By Patricia Guadalupe
Hispanic Link News Service
The hoopla surrounding the glitches in the Obama Affordable Care Act’s, healthcare.gov has largely flown under the radar in the Latino community, which for the most part has been supportive of the administration’s healthcare effort, better known as Obamacare. A recent survey by the Transamerica Center for Health Studies, a non-profit healthcare research group based in Los Angeles, finds that Latinos are signing up for the healthcare exchanges at much higher rates (5%) than non-Hispanic whites (1%).
Latinos happen to be the highest group of uninsured – approximately 10.2 million — in the country, and also happen to be the largest bloc in some of the largest states, such as California and Texas. Sixty percent of Latinos in the Golden State are uninsured, as are 66% in the Lone Star State.
Clearly, says Héctor de la Torre, Transamerica’s executive director, they are the group to benefit most from the new healthcare law, and are doing so even with all of the negative publicity surrounding the website and the delay in rolling out the Spanish-language version, cuidadodesalud.gov.
“Many Latinos are what I would call analog. We want to talk to someone in person or on the phone. That’s especially true when it can be a complicated subject, such as trying to figure out which healthcare options to pick. We’re not going to necessarily get on the computer as a first resort.”
So what to do to start? To put it simply, first things, first.
Before getting on any website, before getting on the phone to talk to anyone, before looking at local resources, make sure you first answer some basic questions:
How often do you need to see a doctor?
Do you have prescription drugs?
Do you have a preexisting condition?
Do you currently have a doctor you like?
The answers to those questions will help you determine what type of insurance is best and whether the doctor you have, for example, would be covered by the plan you pick. “This will make navigating through the process much easier for you,” says de la Torre.
Don’t forget those states that have their own health exchanges. “The focus has been on the federal program and the website,” but if you live in DC or in one of the states that have their own exchanges, you don’t even have to visit the federal website, says de la Torre.
But what to do if you are searching on the healthcare exchanges for someone who has limited or no English skills? You have a right to talk to someone in Spanish and receive information in Spanish, not just to sign up but also when it comes to actual care, including doctor and hospital visits, says Alicia Wilson, executive director of La Clínica del Pueblo, a community-based health center in Washington, D.C.
“Too many Latino families do this informally, such as bringing along a relative or a child, or they pull in the janitor at the doctor’s office or the hospital to translate, when there’s no need to do that at all and it can even be dangerous. You open yourself up to errors and even issues of privacy,” says Wilson. “If you know your rights, you can demand your rights. Demand an interpreter if you think you or your family member may need one.”
The Clínica works with the capital’s growing Latino community and like many community health centers, offers medical interpreters.
“In the end it means more access for the community and it is actually less expensive in the long run,” Wilson added.
Latinos comprise nearly ten percent of the population in Washington, (having grown 20% in the last ten years) and most are from three immigrant countries – El Salvador, the Dominican Republic, and Mexico. Fourteen percent of Latinos in Washington, D.C., live below the federal poverty level, and according to the U.S. Census Bureau’s American Communities Survey, fully 29% of Latinos do not speak English “at all” or “not well.”

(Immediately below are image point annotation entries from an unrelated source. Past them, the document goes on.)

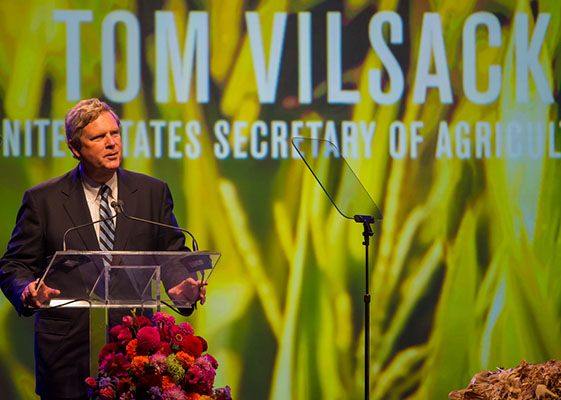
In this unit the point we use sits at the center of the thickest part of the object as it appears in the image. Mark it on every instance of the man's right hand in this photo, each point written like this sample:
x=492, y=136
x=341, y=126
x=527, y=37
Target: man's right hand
x=31, y=297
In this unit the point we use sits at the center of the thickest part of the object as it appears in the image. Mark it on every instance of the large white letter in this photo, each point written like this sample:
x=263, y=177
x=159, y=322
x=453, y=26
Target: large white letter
x=432, y=41
x=108, y=70
x=377, y=41
x=470, y=58
x=196, y=46
x=73, y=19
x=267, y=78
x=304, y=57
x=527, y=58
x=335, y=92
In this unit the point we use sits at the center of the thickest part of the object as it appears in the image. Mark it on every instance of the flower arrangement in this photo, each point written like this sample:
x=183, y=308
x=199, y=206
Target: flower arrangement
x=155, y=360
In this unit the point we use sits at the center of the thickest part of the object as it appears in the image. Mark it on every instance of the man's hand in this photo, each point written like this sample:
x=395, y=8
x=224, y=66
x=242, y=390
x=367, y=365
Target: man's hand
x=189, y=291
x=31, y=297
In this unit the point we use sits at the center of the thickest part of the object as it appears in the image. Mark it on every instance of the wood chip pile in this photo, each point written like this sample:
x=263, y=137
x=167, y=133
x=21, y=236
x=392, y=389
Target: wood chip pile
x=527, y=381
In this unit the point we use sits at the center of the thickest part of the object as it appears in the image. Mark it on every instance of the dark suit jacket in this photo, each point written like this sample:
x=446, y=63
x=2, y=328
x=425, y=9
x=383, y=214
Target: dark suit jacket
x=47, y=211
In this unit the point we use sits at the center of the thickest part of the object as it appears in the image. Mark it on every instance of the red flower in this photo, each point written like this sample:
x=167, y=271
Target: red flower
x=107, y=393
x=193, y=346
x=148, y=338
x=124, y=335
x=147, y=381
x=91, y=382
x=204, y=343
x=114, y=365
x=177, y=335
x=141, y=321
x=164, y=348
x=187, y=328
x=114, y=332
x=124, y=385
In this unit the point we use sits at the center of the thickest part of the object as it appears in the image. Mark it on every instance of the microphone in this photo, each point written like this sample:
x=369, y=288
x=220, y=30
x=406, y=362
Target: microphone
x=74, y=228
x=118, y=206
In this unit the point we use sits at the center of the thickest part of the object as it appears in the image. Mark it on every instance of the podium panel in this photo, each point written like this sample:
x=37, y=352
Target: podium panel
x=116, y=282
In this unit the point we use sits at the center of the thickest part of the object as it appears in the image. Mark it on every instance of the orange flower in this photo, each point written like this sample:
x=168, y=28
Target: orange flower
x=167, y=382
x=131, y=349
x=185, y=359
x=137, y=364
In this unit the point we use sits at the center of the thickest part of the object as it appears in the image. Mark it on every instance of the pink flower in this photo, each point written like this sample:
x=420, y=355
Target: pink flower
x=163, y=318
x=106, y=350
x=127, y=321
x=193, y=346
x=91, y=382
x=177, y=335
x=174, y=393
x=194, y=375
x=204, y=343
x=187, y=328
x=114, y=365
x=223, y=393
x=107, y=393
x=148, y=338
x=158, y=360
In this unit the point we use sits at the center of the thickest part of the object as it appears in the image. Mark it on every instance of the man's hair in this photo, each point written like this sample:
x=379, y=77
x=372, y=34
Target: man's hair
x=80, y=116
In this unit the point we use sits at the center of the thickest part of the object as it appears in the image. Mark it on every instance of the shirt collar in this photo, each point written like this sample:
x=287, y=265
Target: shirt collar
x=91, y=187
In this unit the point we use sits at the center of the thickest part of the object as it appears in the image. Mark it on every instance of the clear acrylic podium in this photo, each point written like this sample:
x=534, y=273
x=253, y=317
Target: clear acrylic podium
x=131, y=279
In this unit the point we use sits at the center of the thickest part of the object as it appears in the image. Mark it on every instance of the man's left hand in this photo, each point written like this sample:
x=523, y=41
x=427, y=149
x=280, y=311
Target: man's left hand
x=189, y=291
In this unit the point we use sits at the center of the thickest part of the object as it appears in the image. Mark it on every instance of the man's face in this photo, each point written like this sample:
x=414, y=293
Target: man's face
x=100, y=153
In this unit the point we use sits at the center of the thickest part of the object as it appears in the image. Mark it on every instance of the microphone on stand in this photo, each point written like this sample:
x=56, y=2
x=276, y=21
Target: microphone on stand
x=118, y=206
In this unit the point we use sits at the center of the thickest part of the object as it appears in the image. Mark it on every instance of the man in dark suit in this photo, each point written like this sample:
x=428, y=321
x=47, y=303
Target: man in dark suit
x=49, y=209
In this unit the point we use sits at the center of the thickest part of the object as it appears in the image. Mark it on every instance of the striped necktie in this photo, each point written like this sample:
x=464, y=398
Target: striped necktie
x=107, y=227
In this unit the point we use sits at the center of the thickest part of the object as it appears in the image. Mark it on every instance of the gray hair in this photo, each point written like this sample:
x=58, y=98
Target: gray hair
x=80, y=116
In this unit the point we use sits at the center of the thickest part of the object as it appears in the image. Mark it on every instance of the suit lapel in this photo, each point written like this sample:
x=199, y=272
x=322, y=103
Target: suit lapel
x=77, y=209
x=127, y=194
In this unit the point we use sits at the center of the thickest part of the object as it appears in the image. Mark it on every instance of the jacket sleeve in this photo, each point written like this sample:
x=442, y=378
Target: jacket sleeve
x=23, y=261
x=171, y=240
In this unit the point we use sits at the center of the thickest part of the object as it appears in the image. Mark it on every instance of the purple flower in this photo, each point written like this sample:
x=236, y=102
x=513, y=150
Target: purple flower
x=155, y=393
x=127, y=321
x=104, y=382
x=158, y=360
x=194, y=374
x=223, y=393
x=127, y=396
x=163, y=318
x=174, y=393
x=207, y=362
x=148, y=338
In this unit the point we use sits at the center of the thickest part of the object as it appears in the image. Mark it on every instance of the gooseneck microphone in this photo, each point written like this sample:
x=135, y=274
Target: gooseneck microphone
x=74, y=228
x=118, y=206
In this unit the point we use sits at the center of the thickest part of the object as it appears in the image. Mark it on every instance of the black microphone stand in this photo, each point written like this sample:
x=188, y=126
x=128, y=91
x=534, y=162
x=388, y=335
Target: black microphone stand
x=367, y=232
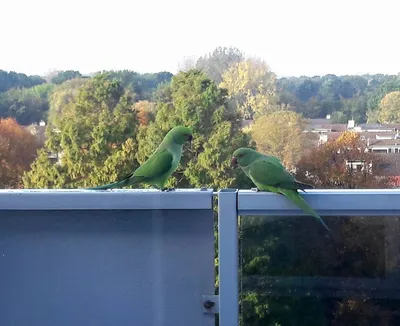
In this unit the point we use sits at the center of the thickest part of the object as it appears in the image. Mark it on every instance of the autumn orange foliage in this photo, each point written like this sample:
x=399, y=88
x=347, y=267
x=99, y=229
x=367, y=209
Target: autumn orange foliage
x=18, y=149
x=325, y=166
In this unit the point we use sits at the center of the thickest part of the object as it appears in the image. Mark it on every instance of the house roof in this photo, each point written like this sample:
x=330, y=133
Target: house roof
x=390, y=164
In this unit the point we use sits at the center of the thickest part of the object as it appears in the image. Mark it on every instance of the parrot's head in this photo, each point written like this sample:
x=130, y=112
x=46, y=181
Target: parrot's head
x=242, y=156
x=181, y=134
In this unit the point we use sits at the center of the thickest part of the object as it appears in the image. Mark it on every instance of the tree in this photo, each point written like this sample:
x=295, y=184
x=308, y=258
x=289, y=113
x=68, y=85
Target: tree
x=325, y=166
x=17, y=151
x=61, y=96
x=281, y=134
x=389, y=108
x=251, y=85
x=145, y=111
x=26, y=105
x=217, y=62
x=9, y=80
x=63, y=76
x=195, y=101
x=95, y=137
x=141, y=86
x=187, y=63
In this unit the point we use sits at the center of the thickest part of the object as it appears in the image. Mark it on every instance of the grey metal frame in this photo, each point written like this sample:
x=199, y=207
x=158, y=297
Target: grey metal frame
x=375, y=202
x=121, y=257
x=231, y=204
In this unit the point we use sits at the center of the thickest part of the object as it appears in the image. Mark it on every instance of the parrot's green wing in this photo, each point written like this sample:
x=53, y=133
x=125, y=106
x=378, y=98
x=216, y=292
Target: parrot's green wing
x=157, y=165
x=267, y=174
x=271, y=173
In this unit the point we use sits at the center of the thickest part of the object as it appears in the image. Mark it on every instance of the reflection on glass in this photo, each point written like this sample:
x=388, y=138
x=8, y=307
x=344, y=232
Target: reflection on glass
x=295, y=273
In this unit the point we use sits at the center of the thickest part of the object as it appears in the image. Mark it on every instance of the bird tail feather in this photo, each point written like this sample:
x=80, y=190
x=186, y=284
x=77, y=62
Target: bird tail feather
x=294, y=196
x=128, y=180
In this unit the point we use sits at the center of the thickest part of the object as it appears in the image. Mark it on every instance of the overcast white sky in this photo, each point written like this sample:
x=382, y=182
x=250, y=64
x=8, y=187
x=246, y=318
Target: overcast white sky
x=307, y=37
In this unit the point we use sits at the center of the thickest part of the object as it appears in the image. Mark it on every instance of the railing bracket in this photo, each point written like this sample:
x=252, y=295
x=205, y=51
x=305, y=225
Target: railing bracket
x=210, y=304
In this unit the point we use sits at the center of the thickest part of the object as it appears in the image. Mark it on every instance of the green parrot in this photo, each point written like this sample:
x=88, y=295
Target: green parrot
x=160, y=165
x=268, y=174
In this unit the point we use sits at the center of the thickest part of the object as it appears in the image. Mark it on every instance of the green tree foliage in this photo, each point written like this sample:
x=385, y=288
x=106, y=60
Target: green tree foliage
x=273, y=246
x=141, y=85
x=26, y=105
x=17, y=151
x=63, y=76
x=217, y=62
x=389, y=108
x=344, y=97
x=194, y=100
x=95, y=137
x=9, y=80
x=251, y=86
x=281, y=134
x=61, y=96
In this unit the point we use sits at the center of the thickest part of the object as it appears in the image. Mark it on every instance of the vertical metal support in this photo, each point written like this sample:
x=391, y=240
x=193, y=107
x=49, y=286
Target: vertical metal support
x=228, y=258
x=392, y=246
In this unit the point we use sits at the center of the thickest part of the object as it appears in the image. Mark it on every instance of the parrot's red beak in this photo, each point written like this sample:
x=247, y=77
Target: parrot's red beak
x=234, y=161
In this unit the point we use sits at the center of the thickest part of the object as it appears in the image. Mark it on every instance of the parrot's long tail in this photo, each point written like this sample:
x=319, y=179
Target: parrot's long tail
x=128, y=180
x=301, y=186
x=294, y=196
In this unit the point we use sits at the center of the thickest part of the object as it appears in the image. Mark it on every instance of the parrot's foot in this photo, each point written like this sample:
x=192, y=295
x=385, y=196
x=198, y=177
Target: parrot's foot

The Association of American Medical Colleges has estimated that by 2020 the nationwide shortage of doctors will grow to more than 90,000. The Obama administration has allocated $250 million to help “train and develop” 16,000 new healthcare professionals over the next five years, but that is not expected to keep up with demand in the Latino community, especially among dominant Spanish speakers.
“In terms of the Latino community nationwide and the number of doctors and healthcare providers who are Latino, there is no parity, and with the Affordable Care Act there will be an increased demand for healthcare,” said Dr. Elena Rios, president of the National Hispanic Medical Association, a non-profit association in Washington, D.C., representing 45,000 Latino physicians.
HMA works on a health leadership fellowship for mid-career Latino healthcare professionals and a mentoring program to put more Latinos in the healthcare pipeline. “It’s up to us (in the Latino community) to become informed and also help increase the number of Latinos in healthcare fields.”